# "Impervious" moisture barrier



## steveray (Dec 18, 2017)

I have a designer specifying a marine poly to fix an oops on some doug fir columns on a Simpson standoff for a commercial gazebo to satisfy the code requirement.

2304.11.2.7 Posts or columns. Posts or columns supporting
permanent structures and supported by a concrete or masonry
slab or footing that is in direct contact with the earth shall be
of naturally durable or preservative-treated wood.
Exceptions:
1. Posts or columns that are either exposed to the
weather or located in basements or cellars, supported
by concrete piers or metal pedestals projected
at least 1 inch (25 mm) above the slab or deck and 6
inches (152 mm) above exposed earth, and are separated
therefrom by an impervious moisture barrier.

What would you accept?
Thanks!


----------



## Builder Bob (Dec 18, 2017)

Oppppssss.....If you look at the poly, see how long it lasts in UV conditions --- not  ab big fan of the proposal... like some of the flame retardant paint, it requires maintenance on an annual basis per manufactures specs.....However, people are quick to offer this as a solution over FRTW requirements in a type II building.


----------



## Pcinspector1 (Dec 18, 2017)

Can you get the marine poly on the post ends between the Simpson hanger?


----------



## tmurray (Dec 19, 2017)

Is it one of the ones that are continuous metal? Like no holes in it? That would be fairly impervious to moisture.

Inside we see poly for this. Outside I see roofing (Type S roll roofing in Canada).


----------



## steveray (Dec 19, 2017)

Pcinspector1 said:


> Can you get the marine poly on the post ends between the Simpson hanger?

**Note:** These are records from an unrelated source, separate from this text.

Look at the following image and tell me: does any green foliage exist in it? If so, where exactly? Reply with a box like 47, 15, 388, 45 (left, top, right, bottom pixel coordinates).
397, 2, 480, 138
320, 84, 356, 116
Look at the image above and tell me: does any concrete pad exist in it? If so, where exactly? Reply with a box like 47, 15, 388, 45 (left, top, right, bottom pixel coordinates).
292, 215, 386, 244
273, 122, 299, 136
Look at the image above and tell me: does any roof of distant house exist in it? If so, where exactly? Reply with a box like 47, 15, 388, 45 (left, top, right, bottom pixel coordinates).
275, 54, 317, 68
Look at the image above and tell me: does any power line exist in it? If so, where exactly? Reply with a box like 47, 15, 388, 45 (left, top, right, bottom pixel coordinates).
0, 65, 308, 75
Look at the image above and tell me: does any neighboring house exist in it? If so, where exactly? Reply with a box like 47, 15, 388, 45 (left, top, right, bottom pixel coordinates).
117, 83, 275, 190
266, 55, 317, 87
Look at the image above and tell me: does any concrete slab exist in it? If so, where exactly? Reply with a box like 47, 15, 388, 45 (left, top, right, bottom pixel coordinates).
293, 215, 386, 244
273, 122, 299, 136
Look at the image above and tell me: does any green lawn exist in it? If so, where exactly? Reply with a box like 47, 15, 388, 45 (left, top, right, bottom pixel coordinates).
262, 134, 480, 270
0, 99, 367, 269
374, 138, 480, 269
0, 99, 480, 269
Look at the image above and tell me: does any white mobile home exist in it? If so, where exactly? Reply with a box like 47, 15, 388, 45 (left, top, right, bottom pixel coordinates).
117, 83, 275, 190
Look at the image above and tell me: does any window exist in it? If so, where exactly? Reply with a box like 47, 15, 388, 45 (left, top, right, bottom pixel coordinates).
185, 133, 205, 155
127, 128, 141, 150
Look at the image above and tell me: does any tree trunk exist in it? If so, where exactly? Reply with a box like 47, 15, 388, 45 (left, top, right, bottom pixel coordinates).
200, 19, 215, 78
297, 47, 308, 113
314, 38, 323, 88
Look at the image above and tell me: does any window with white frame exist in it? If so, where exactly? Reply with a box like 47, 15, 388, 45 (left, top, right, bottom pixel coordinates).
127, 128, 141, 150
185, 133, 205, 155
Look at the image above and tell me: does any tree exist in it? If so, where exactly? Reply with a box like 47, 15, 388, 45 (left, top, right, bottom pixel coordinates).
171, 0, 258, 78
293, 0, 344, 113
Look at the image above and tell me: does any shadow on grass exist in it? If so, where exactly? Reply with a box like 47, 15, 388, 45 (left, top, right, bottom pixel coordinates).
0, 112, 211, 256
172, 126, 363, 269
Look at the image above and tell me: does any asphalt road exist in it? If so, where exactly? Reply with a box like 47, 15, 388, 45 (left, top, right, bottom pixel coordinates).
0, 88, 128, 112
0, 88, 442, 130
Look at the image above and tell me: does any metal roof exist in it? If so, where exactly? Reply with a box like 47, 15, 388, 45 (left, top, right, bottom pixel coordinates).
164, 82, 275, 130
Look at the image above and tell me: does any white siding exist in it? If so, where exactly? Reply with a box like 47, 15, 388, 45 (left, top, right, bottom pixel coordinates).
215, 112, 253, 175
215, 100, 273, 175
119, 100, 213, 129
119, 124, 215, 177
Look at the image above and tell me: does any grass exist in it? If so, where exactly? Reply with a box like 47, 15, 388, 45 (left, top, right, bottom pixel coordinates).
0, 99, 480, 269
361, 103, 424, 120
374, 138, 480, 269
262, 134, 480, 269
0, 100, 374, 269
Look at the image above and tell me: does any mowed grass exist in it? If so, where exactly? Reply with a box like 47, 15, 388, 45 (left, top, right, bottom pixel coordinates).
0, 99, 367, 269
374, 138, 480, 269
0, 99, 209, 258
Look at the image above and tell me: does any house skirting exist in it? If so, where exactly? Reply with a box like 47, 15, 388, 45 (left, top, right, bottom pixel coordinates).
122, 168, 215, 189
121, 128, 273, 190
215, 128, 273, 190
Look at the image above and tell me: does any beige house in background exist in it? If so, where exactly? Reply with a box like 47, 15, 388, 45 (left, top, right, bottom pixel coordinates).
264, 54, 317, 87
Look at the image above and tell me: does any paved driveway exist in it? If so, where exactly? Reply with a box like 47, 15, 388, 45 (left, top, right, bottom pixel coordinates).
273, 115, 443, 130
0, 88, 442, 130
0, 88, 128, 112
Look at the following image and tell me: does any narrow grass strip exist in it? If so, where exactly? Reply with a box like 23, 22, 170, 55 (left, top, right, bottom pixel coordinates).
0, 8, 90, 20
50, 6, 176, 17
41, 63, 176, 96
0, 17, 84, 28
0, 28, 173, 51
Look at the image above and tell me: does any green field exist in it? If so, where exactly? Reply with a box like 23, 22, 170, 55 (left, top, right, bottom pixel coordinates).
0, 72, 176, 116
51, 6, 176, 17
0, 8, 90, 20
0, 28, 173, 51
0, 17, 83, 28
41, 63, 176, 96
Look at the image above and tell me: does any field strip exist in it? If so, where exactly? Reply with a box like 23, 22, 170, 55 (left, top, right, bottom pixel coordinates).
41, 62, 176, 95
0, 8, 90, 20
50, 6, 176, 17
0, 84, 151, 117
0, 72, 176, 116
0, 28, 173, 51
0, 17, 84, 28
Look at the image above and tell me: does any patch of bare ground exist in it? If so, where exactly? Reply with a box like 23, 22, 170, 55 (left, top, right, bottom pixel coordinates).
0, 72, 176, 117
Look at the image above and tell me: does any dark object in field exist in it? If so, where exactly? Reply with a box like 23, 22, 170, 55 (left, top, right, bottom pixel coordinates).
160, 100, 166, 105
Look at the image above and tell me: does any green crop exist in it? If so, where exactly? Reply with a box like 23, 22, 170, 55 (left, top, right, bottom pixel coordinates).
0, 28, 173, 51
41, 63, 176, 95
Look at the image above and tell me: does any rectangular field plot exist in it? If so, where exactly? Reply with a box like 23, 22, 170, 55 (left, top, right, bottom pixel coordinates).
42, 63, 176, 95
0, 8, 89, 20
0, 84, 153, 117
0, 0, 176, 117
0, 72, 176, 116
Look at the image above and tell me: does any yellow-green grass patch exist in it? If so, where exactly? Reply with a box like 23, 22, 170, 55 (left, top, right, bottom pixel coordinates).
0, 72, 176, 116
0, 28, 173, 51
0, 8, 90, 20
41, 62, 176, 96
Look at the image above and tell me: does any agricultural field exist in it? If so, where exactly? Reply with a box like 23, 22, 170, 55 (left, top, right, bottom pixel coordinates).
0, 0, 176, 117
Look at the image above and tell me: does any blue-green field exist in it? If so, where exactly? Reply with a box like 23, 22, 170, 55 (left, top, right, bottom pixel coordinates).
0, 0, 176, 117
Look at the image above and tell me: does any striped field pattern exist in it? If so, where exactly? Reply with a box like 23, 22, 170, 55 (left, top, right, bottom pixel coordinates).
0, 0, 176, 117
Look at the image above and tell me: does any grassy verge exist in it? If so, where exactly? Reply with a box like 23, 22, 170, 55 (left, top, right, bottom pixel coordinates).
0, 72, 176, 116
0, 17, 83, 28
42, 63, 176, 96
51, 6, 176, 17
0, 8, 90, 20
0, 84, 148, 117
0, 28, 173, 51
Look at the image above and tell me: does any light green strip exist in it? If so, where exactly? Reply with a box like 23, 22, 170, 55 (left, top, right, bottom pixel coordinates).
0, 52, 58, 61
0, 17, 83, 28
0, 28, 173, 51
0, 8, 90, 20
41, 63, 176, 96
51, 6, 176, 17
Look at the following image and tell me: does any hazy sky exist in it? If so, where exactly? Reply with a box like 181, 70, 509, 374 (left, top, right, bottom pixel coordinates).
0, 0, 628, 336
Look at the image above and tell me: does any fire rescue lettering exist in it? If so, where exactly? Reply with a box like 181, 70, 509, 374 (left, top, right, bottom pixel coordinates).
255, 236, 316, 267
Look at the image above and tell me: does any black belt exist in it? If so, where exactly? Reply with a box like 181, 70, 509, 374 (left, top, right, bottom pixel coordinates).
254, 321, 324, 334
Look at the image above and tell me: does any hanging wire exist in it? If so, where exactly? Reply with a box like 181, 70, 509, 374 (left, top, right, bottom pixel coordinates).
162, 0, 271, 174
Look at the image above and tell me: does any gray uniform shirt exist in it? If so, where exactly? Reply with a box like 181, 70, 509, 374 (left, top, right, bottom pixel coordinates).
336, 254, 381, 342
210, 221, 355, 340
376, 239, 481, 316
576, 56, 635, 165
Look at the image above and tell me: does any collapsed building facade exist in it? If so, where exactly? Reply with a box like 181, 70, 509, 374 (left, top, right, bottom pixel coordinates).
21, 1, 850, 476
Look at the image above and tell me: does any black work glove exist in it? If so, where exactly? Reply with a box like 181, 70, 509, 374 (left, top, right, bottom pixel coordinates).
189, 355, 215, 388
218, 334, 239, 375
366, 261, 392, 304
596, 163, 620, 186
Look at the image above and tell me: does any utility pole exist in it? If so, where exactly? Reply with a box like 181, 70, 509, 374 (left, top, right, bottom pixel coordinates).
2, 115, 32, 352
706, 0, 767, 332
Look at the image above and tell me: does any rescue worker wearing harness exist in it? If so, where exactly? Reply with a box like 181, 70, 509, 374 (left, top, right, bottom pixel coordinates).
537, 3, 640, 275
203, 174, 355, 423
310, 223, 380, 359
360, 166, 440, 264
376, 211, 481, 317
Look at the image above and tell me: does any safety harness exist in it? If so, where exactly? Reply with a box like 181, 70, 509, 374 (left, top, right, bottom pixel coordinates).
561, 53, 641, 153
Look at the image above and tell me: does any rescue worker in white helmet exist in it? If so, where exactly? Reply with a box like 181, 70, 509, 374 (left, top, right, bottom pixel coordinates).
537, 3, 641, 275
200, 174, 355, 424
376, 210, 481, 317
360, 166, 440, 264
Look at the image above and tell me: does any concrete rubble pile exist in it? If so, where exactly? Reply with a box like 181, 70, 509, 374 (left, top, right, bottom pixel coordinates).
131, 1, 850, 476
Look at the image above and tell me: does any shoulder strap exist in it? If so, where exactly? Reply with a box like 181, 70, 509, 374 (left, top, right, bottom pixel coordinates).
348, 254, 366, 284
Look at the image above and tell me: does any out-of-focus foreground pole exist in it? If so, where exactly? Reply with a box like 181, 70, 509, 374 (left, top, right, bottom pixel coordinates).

Shirley they didn't put it on there, but they will claim they did....Don't remember exactly which base it is, but it isn't visible other than the 1" standoff, I think it is a dowel in the middle?


----------



## mark handler (Dec 19, 2017)

would need to see it...


----------



## Paul Sweet (Dec 19, 2017)

A standoff base is always the best solution.  You have to look at moisture flow in 2 directions.  Moisture flow from the slab into the column needs to be prevented, but moisture that gets into the column needs a way to get out.


----------



## sergoodo (Jan 3, 2018)

Bituminous water proofing...any liquid applied waterproofing compatible with substrate.  Agree about the UV, needs also to be rated for UV exposure.


----------